The pair — with all-American good looks, close-cropped beards, and infectious smiles — finish each other's sentences when they describe their run-in with the federal justice system.

"We were 11 and 14 when medical marijuana was legalized, and we grew up in Berkeley," Abraham said "It may be naïve, but we didn't understand the legality. Now we know federal law a lot better."

Abraham, 26, and Winslow, 29, played by the rules in California's fledgling medical marijuana law. In 2005 they got an Alameda County permit to operate from the former Sheriff Charles Plummer, a seller's permit from the state, paid taxes, and had random inspections by local police.

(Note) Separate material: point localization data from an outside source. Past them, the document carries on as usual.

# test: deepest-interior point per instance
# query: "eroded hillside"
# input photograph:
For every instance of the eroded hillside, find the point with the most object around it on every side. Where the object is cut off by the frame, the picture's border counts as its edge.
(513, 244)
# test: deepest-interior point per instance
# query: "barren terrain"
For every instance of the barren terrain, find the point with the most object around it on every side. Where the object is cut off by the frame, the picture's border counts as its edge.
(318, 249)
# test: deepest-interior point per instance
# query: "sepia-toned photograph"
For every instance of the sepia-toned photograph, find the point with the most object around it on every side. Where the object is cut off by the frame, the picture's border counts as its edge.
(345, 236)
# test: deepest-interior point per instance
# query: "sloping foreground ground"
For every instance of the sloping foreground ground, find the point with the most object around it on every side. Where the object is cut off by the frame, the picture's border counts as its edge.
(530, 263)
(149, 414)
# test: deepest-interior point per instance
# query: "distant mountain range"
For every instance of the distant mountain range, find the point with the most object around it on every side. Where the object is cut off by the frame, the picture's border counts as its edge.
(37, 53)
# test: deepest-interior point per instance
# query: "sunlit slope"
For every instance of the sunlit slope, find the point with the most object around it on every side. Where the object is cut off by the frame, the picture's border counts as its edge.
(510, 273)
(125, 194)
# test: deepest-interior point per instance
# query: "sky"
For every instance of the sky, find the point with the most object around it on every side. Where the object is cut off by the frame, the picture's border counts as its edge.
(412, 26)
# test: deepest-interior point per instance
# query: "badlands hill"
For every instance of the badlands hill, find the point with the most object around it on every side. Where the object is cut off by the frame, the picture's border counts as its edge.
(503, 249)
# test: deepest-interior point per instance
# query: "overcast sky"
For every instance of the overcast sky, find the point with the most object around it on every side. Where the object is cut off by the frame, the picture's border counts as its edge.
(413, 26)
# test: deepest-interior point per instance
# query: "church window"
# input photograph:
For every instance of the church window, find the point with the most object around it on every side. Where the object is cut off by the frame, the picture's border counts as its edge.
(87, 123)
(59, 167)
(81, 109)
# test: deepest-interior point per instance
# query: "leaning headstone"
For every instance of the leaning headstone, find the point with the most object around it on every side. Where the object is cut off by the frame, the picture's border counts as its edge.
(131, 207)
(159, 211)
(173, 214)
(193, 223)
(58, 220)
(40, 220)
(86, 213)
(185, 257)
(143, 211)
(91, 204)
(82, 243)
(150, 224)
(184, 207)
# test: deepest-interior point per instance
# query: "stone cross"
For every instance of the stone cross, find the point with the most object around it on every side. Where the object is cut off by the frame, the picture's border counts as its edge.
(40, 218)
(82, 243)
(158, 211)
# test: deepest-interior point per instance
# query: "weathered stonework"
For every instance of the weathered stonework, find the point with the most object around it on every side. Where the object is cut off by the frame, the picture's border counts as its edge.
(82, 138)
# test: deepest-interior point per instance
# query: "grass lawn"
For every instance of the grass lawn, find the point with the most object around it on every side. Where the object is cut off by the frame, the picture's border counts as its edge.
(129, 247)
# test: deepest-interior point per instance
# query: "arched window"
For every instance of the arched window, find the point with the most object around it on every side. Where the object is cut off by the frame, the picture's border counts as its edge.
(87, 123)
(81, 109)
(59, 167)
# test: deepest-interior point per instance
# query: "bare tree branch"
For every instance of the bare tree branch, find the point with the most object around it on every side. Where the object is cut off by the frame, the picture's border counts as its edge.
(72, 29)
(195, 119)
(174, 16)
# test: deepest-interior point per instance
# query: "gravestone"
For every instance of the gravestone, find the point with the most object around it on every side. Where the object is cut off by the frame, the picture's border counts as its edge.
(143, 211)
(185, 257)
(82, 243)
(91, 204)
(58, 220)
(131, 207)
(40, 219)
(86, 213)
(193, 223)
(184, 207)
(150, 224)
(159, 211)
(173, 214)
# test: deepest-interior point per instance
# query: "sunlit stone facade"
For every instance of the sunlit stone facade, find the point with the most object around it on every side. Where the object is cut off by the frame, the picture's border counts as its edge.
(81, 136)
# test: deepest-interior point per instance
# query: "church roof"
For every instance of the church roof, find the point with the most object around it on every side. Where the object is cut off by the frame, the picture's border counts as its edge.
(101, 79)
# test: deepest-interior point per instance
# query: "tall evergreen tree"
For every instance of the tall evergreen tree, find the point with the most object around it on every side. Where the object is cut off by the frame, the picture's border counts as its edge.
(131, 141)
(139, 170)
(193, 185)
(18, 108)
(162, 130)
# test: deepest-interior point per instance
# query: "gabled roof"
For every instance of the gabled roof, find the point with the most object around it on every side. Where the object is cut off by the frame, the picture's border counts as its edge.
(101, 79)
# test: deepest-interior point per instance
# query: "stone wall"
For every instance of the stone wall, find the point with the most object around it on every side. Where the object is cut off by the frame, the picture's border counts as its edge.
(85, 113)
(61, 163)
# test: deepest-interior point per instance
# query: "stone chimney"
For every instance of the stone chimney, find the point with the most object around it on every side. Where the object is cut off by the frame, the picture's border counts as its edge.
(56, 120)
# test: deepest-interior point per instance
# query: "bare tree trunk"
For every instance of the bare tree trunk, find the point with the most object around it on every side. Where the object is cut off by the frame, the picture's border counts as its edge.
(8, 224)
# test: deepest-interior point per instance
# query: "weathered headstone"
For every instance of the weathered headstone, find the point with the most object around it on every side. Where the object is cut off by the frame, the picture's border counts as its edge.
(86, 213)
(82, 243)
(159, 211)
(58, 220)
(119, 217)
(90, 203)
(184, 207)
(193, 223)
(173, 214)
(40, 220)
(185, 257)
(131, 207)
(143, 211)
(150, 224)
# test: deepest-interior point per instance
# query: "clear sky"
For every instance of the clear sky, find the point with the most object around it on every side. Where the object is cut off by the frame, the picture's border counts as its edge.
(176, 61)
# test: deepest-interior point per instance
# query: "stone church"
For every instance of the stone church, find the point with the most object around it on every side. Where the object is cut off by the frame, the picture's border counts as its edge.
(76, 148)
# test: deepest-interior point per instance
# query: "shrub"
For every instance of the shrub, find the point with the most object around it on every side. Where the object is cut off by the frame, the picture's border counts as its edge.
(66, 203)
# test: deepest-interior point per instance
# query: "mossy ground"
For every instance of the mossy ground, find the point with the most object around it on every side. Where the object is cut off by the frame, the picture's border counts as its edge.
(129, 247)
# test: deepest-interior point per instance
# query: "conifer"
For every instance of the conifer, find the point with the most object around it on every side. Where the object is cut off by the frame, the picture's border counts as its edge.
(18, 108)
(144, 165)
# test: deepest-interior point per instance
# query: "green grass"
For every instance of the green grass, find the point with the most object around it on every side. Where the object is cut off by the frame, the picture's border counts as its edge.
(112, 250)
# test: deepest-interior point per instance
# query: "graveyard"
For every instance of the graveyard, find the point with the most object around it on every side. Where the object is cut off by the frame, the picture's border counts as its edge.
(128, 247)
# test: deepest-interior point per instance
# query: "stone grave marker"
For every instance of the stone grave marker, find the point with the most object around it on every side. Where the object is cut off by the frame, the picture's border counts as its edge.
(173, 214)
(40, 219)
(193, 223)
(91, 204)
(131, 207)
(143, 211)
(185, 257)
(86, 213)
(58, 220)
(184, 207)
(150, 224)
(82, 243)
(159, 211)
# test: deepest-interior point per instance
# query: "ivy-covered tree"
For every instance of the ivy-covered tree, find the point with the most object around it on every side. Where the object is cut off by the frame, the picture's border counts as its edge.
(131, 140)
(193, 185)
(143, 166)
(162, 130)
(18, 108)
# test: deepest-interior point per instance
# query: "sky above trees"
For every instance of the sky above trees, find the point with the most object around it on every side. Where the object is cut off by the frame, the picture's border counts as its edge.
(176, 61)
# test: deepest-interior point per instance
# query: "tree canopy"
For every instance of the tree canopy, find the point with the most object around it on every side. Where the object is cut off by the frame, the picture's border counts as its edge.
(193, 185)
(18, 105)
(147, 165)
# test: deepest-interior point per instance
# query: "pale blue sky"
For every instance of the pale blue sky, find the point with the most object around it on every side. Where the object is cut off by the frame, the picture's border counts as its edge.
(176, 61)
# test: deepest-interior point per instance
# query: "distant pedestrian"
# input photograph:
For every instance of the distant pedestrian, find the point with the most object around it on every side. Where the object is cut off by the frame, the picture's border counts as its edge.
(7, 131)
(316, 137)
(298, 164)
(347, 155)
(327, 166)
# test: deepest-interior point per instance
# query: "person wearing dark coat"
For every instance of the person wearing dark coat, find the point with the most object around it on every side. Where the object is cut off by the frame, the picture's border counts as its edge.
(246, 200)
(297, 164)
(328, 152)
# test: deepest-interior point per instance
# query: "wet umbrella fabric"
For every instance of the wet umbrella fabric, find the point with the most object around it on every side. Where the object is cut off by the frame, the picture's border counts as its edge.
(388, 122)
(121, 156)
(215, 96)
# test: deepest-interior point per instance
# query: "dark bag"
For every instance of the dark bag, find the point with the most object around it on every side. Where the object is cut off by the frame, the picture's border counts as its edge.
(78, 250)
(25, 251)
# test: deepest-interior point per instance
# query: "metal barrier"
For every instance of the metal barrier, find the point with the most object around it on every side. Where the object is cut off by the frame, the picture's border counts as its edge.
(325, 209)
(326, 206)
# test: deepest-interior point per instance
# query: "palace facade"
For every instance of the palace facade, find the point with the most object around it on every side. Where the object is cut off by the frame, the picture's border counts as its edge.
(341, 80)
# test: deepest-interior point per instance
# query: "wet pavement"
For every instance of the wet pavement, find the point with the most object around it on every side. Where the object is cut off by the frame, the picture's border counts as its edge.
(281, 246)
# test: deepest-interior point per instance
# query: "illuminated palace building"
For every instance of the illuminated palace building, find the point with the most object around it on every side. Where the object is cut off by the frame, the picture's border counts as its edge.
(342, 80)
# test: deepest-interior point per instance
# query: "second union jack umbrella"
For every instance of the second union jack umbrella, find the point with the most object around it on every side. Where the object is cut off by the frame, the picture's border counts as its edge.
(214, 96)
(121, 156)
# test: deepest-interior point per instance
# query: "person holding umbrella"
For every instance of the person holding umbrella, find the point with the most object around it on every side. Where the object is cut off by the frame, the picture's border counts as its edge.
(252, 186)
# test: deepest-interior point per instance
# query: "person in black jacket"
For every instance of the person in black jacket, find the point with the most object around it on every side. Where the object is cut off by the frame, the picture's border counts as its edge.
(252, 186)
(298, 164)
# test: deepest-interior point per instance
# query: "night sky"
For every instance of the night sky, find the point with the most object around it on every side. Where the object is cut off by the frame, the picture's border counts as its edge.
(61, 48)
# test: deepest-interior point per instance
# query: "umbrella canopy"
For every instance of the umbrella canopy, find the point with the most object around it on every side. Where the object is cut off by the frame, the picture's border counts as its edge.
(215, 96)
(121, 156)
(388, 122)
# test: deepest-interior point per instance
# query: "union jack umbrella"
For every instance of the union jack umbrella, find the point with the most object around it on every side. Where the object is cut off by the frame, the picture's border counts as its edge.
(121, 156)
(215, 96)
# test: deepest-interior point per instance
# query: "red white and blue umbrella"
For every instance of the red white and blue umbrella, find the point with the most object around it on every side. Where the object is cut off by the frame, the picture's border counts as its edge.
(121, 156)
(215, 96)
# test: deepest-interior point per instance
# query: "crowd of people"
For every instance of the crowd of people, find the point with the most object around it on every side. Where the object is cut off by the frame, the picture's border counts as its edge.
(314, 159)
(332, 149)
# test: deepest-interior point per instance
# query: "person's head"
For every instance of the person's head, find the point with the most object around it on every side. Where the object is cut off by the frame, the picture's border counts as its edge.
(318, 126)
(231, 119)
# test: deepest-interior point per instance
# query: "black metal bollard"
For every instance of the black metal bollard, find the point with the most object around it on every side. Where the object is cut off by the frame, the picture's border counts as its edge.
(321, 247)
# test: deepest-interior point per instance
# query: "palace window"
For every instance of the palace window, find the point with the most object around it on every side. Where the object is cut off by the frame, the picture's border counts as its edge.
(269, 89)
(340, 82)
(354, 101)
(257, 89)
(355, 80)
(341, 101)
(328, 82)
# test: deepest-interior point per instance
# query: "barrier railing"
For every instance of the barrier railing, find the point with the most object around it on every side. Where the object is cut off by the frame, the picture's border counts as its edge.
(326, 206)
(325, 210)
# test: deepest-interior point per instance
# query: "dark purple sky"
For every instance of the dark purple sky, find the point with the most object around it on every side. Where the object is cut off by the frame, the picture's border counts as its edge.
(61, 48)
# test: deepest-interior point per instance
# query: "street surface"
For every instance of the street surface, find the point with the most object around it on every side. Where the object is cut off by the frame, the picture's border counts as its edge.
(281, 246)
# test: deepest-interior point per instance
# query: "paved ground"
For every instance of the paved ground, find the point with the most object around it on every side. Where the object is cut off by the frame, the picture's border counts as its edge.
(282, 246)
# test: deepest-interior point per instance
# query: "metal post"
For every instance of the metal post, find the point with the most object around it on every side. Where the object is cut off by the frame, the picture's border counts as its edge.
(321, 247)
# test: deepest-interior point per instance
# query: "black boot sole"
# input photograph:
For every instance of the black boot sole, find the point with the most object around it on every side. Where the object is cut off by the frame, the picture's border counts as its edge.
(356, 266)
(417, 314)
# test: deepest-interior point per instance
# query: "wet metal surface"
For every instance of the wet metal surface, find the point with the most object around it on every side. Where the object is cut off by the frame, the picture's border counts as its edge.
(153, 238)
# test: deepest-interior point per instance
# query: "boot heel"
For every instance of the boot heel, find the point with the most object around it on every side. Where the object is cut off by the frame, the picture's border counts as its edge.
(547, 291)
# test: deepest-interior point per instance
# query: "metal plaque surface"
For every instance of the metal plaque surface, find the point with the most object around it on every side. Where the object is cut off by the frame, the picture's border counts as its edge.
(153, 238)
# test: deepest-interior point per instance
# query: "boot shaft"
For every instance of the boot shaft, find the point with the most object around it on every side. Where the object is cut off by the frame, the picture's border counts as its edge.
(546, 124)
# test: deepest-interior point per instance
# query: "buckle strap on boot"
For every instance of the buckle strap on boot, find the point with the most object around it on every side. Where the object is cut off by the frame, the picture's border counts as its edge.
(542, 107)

They even hired security guards to patrol the place to make sure patients felt safe. After abandoning a couple of security companies as "no good," they hired a tough bunch that had former Navy SEALS, Marines, and cops in their ranks, SEAL-Mar Security. They rotated a crew of 44 different guards who patrolled outside and carried Glocks, Smith & Wessons, Sig Sauers, and Rugers to make sure no one caused trouble.

"We are very proud we were squeaky clean and examined under a microscope," Winslow said. "We never did a deal out the back door," Abraham insisted. They sold so much marijuana to legitimate patients "it never made sense and it would have hurt the company" to do any illegal side deals, Winslow said.

But selling marijuana is still a federal crime, and in negotiations the prosecutor insisted the brothers accept five-year minimum prison terms. They refused, offering to plead guilty to conspiracy and let U.S. District Judge D. Lowell Jensen set the sentence. Assistant U.S. Attorney Steve Corrigan balked. Then, according to the Nortons and their lawyers, Corrigan upped the ante, threatening to indict their mother, who helped out in the co-op by opening up for the early shift.

"We had to tell her over a Thanksgiving," Winslow said. "It was pretty miserable. We didn't know what to do."

Then, in February 2009, the government indicted their father instead, along with a coworker, and added a far more serious charge: aiding in the carrying of a firearm to further a drug crime. That charge alone carries up to life in prison, but no less than five years.

The Nortons had no guns. It was the gun-toting security team that was "aiding" in a drug conspiracy.

"It is plain and simple coercion, nothing less than that," said Harold Rosenthal, Abraham's attorney.

"When we heard the charge, we said 'you must be kidding,'" says Doron Weinberg, the high-profile defense lawyer who defended record producer Phil Spector in his 2007 murder trial. "I have never before heard of a person charged with violation of a gun law because they hired a security guard."

Although there is a new U.S. attorney, Melinda Haag, she isn't talking. "It is an ongoing case so we have no comment," said her spokesman Jack Gillund.

Sheriff Plummer, who retired in 2007 after 50 years in law enforcement, said of the weapons charges: "It's bullshit."